La incorporación más reciente son diez villas de arquitectura moderna insertas en el bosque patagónico, enfocadas en un concepto de lujo sustentable. De unos 120 m² cada una, están construidas con líneas minimalistas, piedra, acero y paños vidriados de pared a pared. Tienen vista al lago y balcones amplios. Algunas están voladas sobre la pendiente. Decoradas con muebles contemporáneos, tonos dorados de madera clara, cueros y textiles, cada villa es un refugio independiente dentro del hotel, al que se accede por un sendero interno.
La sostenibilidad es prioridad para el hotel. En 2021 logró certificar como Empresa B Corp, un estándar internacional de impacto social, ambiental y de transparencia. “El desafío que nos propusimos fue el de incorporar integralmente la sostenibilidad a la esencia misma de la empresa, bajo el concepto de proponer vivencias únicas para los huéspedes y que puedan sumar una huella positiva durante su visita a Patagonia”, afirmó Sebastián Tuvio, gerente general del hotel.
En colaboración con Slow Food y Relais & Châteaux, impulsa prácticas de agricultura regenerativa y valorización de ingredientes nativos, como la pimienta de canelo patagónica. Prioriza el abastecimiento de pequeños productores regionales, reduce residuos y plásticos de un solo uso, y optimiza el consumo de recursos. Este compromiso fue reconocido por Relais & Châteaux con el Sustainability Trophy.

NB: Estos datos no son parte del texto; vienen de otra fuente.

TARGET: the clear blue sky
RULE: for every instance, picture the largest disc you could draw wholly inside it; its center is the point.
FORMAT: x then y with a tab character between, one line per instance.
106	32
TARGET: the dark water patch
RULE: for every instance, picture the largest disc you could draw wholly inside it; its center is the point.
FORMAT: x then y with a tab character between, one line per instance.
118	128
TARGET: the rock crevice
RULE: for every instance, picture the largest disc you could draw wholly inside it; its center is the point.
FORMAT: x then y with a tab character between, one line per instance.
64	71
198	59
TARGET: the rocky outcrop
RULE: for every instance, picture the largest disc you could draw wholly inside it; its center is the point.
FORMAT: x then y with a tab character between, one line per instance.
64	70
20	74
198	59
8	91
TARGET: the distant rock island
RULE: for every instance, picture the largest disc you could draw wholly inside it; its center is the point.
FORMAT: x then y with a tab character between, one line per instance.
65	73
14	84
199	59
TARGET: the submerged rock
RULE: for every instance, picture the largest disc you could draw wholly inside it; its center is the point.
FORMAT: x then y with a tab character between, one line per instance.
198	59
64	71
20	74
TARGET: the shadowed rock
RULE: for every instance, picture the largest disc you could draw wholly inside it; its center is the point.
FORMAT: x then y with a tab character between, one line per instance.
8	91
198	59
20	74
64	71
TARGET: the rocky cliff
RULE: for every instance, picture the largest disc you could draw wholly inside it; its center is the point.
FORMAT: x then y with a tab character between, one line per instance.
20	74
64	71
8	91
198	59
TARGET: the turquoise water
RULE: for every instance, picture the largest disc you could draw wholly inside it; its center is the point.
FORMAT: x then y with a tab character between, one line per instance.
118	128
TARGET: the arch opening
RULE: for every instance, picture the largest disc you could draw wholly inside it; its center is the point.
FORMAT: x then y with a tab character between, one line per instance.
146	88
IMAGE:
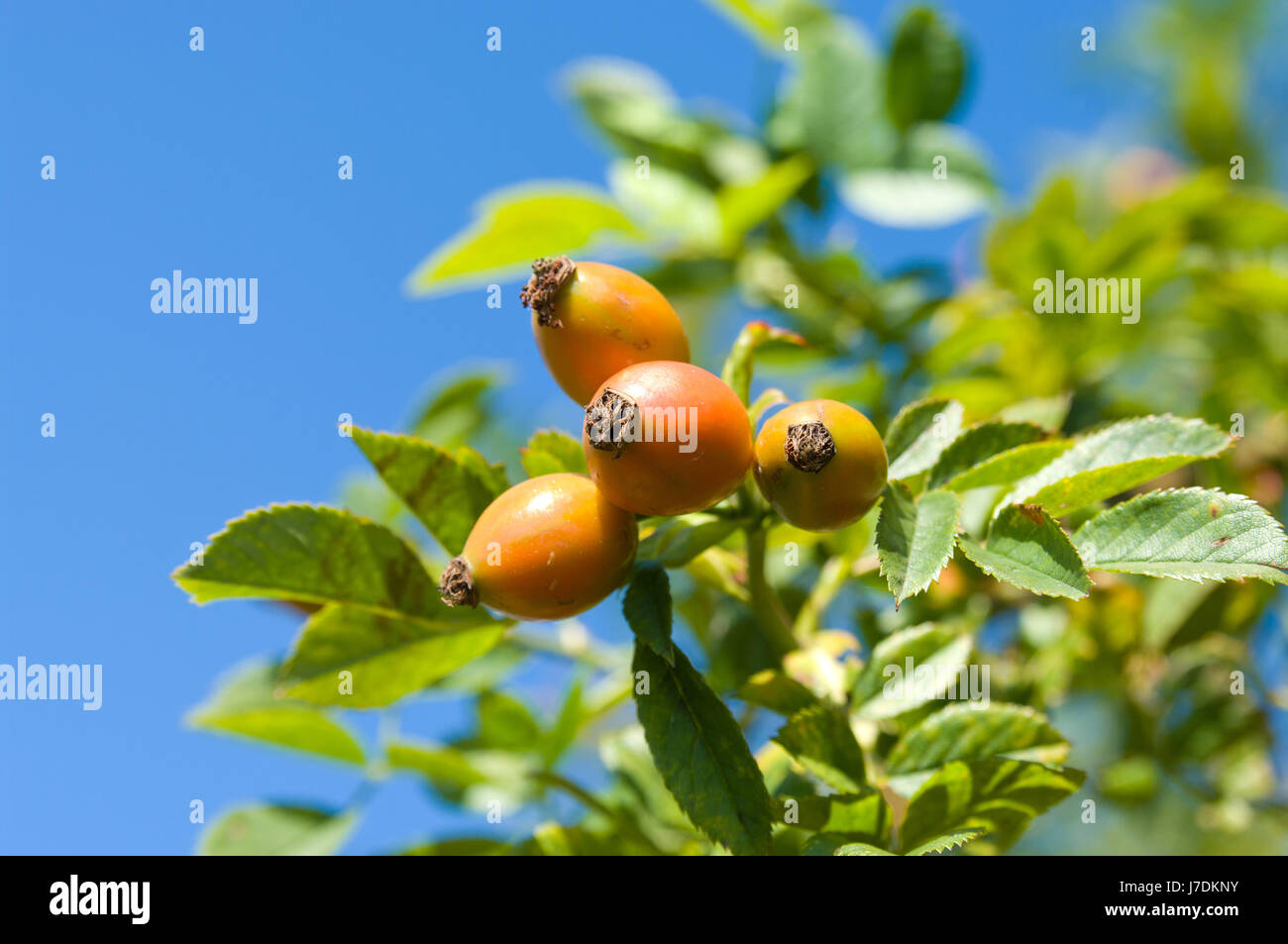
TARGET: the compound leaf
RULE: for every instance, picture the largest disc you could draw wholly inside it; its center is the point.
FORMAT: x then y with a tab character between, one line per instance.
1186	533
1117	458
700	754
914	537
1026	548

En 2025, el hotel redecoró el lobby, recepción, restaurante y lounge, a cargo de la interiorista Danu Galito. “El living que era el lugar de encuentro, pasó de ser un lugar para diez personas a uno para treinta”, declaró Tuvio. La renovación no modificó la estructura original y agregó estampas en entelados, tapizados, alfombras, grandes sofás, mesas e iluminación.

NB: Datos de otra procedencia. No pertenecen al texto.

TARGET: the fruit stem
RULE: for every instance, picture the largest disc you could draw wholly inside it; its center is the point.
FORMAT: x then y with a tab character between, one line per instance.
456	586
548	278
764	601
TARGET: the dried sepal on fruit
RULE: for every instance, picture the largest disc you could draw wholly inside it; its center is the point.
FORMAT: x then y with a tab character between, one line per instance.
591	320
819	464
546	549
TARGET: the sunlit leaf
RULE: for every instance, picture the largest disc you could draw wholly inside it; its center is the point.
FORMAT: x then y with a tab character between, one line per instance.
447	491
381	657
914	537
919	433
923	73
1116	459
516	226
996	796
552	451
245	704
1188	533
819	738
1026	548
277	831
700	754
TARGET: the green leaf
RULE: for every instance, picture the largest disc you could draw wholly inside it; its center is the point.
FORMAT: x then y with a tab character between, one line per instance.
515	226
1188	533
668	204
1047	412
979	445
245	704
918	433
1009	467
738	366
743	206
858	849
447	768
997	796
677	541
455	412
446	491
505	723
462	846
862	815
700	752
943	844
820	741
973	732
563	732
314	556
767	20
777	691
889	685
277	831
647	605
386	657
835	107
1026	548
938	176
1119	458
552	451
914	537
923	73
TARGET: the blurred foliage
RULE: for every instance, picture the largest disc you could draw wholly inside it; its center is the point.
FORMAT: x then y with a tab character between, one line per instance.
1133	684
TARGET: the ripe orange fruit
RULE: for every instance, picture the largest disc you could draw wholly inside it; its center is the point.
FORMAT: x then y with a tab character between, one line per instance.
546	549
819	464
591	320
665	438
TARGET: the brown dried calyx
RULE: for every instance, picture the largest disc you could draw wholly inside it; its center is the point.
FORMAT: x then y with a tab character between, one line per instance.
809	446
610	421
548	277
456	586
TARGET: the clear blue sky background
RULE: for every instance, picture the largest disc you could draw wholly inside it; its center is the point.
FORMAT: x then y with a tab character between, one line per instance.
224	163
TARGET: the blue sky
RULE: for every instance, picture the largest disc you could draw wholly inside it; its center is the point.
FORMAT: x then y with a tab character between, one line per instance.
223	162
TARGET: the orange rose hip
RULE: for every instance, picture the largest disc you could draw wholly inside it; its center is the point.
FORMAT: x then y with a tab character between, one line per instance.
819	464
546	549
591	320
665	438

El spa ofrece una carta de masajes especiales, entre ellos el “Ritual del Volcán”, con paso por piscina in-out vidriada, sauna seco y piedras calientes. El restaurante está a cargo del chef Dubán Ochoa, quien trabajó en El Cielo de Juan Manuel Barrientos en Medellín, el hotel Intercontinental y una cadena de bares de cocina española. “Cada cocina es una escuela: cada chef tiene esa nota local y personal”, sostuvo. Al mediodía la propuesta es bistró; a la noche, más formal. Utiliza ingredientes locales como ruibarbo del patio para preparar leche de tigre en un ceviche de hongos.

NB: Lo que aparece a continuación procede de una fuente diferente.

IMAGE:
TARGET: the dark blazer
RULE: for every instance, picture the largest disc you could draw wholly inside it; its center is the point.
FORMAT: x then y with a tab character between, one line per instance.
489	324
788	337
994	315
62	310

Las Balsas recibe niños mayores de 12 años y trabaja habitualmente con media pensión. Para el invierno ofrece en las villas un paquete all-inclusive para familias: incluye desayuno, esquí en el cerro Bayo, almuerzo en la montaña o en el hotel, tarde de spa y masajes, y cena. El paquete “Las Balsas Beyond Inclusive” para tres noches en habitación doble Lakeview Villa, dos días de pase al centro de esquí y traslados, cuesta USD 6.500 + IVA por habitación doble, e incluye traslado de ida y vuelta al aeropuerto de Bariloche, desayuno, almuerzo, cena, bebidas, mini bar, uso del spa y masajes diarios de 50 minutos por persona. En verano, reemplaza el esquí por dos excursiones a elección. Fuera de este paquete, las tarifas en habitaciones van desde USD 600 + IVA y en Lakeview Villas desde USD 1.000 + IVA, para dos personas con media pensión (desayuno + almuerzo o cena y un masaje por persona).